Economy Watch: Data Centers Stay Red-Hot
- Aug 15, 2017
Data center construction in North America was up 43 percent during the first half of 2017 compared with the same period in 2016, and industry consolidation powered a $10 billion surge in mergers and acquisitions during the first half of ’17, according to a recent report by JLL. Also, the report said, cloud leasing activity started shifting to global markets.
Data center users predict (according to the report) that the biggest industry changes over the next two years will include efficiency programs that install automation to make data center operations more valuable to the core business; artificial intelligence to reduce human intervention in data centers and cut time to restore operations in the event of a failure; and processor technology investments that will improve cooling and reduce energy usage.
While data center users are looking to expand their global footprint, North America remains an important location for data storage, JLL said. The following markets experienced significant expansion during the first half of 2017:
Northern Virginia: Supply is growing at an historic rate, driven by its top-tier status in the data center industry. With a shortage of available big-block spaces, providers are busy bringing new inventory online.
Dallas/Fort Worth: During the first half of 2017, cloud providers officially set up shop, spurring a 50 percent bump in absorption. Low power costs will continue to be a major advantage for the market.
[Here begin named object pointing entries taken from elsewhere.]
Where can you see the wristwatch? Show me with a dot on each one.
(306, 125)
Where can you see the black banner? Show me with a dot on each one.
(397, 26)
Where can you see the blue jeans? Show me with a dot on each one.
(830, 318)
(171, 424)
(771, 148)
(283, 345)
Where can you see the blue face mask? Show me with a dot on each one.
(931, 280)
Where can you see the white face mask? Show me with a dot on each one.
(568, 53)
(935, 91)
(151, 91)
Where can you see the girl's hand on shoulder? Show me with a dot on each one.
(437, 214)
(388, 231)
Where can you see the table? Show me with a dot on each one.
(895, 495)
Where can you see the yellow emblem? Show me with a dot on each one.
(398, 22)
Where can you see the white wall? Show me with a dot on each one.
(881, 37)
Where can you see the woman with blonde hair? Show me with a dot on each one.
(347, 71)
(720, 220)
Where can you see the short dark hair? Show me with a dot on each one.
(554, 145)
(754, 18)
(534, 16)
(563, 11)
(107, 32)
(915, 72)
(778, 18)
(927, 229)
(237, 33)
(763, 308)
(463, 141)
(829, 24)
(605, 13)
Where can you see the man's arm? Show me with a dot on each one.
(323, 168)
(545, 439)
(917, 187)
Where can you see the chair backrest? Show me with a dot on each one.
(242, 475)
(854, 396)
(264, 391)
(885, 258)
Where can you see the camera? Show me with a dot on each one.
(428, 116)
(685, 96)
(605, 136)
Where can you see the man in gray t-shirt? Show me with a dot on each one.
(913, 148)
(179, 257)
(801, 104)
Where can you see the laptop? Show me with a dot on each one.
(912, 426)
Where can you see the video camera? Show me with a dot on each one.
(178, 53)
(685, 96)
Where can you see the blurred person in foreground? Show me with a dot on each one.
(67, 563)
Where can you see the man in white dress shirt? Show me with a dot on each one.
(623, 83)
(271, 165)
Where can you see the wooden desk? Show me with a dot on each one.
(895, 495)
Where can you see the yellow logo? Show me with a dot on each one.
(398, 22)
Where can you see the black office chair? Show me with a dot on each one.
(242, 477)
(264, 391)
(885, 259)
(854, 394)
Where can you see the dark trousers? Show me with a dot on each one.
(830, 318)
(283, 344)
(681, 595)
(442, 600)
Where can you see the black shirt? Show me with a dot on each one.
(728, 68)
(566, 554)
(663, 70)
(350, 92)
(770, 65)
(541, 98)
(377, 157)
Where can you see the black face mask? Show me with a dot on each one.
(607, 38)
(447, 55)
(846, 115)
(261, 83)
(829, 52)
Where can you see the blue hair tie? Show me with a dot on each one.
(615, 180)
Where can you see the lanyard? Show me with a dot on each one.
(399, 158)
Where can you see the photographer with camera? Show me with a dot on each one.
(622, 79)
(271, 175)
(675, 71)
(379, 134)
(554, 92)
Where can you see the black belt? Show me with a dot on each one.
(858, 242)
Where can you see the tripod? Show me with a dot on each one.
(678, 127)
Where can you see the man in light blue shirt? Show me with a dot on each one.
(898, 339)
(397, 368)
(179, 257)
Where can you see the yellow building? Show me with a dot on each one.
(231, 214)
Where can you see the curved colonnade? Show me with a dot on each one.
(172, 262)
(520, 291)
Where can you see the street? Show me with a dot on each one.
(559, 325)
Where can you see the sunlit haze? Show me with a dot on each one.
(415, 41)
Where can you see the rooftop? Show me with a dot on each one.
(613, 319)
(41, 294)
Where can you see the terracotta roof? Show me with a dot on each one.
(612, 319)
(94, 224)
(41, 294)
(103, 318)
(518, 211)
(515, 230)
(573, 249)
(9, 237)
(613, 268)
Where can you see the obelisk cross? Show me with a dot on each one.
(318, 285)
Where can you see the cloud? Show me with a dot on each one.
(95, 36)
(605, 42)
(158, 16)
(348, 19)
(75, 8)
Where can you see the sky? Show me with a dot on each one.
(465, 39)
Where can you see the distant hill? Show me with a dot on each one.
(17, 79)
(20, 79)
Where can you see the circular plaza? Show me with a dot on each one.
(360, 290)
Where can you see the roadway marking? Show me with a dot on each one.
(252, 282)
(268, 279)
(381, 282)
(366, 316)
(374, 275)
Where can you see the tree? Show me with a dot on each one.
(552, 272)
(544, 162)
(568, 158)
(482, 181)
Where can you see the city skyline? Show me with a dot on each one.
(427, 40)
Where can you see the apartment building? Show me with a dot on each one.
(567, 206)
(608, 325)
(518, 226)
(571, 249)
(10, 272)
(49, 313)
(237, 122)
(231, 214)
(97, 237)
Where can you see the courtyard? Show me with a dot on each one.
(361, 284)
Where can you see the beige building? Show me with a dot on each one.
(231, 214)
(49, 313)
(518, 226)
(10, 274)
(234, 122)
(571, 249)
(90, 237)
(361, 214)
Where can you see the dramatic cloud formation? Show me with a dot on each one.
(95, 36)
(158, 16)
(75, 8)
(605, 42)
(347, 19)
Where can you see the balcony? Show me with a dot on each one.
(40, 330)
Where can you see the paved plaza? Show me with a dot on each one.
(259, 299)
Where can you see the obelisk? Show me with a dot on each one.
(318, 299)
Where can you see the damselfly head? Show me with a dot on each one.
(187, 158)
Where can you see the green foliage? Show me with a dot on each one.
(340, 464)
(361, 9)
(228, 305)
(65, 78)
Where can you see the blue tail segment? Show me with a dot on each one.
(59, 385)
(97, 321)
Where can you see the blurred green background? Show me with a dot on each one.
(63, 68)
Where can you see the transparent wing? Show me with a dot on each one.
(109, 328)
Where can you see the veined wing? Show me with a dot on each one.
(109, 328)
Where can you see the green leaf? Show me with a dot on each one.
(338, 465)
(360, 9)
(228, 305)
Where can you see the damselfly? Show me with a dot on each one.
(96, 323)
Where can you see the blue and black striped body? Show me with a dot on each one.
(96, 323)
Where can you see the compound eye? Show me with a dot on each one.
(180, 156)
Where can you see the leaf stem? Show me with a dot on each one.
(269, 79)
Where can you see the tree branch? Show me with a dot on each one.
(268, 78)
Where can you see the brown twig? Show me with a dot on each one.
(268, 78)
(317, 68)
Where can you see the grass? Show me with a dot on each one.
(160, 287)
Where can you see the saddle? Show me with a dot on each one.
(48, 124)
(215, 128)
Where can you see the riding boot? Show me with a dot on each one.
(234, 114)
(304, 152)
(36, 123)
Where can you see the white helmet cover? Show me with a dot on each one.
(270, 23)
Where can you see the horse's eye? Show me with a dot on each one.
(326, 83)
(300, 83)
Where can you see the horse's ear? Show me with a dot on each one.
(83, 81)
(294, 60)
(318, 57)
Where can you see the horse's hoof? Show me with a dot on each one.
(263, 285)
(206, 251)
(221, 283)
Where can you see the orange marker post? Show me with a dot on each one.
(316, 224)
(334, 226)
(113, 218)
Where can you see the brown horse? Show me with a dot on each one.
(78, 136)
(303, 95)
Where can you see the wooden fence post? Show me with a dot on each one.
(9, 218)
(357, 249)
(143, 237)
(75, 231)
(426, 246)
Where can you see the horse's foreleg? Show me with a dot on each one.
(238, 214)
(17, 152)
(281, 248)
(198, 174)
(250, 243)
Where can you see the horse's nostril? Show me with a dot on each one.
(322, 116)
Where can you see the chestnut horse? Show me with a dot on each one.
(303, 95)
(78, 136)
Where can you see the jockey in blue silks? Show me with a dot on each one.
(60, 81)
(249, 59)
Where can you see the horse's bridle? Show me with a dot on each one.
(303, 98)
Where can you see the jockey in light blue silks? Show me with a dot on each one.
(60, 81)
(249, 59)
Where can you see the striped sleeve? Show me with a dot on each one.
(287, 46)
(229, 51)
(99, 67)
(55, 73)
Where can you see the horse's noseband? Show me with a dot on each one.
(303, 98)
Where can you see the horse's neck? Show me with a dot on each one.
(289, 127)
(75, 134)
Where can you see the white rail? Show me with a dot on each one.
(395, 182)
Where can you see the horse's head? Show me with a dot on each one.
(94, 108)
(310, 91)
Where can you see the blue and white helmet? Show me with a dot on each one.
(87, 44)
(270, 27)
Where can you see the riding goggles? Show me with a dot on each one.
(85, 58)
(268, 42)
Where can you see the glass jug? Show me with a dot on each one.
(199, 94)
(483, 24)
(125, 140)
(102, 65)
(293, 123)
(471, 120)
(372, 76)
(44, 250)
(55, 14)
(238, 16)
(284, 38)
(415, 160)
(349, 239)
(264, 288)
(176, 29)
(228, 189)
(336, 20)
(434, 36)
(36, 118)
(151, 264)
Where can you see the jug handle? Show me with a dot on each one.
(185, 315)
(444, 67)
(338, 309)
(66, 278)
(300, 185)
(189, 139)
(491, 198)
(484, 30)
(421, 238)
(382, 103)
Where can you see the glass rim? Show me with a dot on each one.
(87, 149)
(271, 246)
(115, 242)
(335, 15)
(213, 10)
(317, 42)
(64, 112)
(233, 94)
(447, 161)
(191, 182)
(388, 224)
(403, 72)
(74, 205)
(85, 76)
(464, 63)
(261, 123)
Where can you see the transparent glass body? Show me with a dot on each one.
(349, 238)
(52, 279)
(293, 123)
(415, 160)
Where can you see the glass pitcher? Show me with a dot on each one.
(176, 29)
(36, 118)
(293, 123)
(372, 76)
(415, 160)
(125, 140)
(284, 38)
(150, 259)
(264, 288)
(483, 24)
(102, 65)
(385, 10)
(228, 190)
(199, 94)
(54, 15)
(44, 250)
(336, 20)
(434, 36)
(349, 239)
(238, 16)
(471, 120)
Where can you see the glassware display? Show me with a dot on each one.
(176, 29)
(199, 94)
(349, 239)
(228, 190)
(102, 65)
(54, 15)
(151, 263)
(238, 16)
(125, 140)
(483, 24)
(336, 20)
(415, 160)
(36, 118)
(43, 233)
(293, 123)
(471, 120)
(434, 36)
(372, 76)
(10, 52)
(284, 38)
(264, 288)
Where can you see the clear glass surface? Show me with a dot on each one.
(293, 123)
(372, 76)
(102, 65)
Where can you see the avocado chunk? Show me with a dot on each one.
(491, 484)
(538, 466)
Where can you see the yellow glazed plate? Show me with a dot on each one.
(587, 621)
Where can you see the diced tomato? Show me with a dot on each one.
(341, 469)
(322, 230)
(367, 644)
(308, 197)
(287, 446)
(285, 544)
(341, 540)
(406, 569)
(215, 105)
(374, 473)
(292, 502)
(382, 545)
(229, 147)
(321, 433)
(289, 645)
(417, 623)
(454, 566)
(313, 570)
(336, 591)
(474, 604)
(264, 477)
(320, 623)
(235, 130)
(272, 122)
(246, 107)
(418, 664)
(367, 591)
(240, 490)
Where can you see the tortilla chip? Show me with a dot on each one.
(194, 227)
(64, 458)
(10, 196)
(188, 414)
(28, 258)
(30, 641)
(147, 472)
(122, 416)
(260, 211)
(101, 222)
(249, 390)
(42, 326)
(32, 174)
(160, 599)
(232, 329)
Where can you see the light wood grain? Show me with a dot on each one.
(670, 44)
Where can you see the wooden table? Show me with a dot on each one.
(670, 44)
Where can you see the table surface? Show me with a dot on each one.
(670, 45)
Northern California: Leasing activity regressed to earlier levels in the first half of 2017 after large providers drove absorption in the region throughout 2016. Moving forward, construction and occupancy costs will continue to decrease as large blocks of space open up for users.
Atlanta: Driven by continued success of both longstanding operators and newer ones, the market sustained strong growth in 2016 and during the first half of 2017. Providers and users are now evaluating ways to enter the historically underserved market.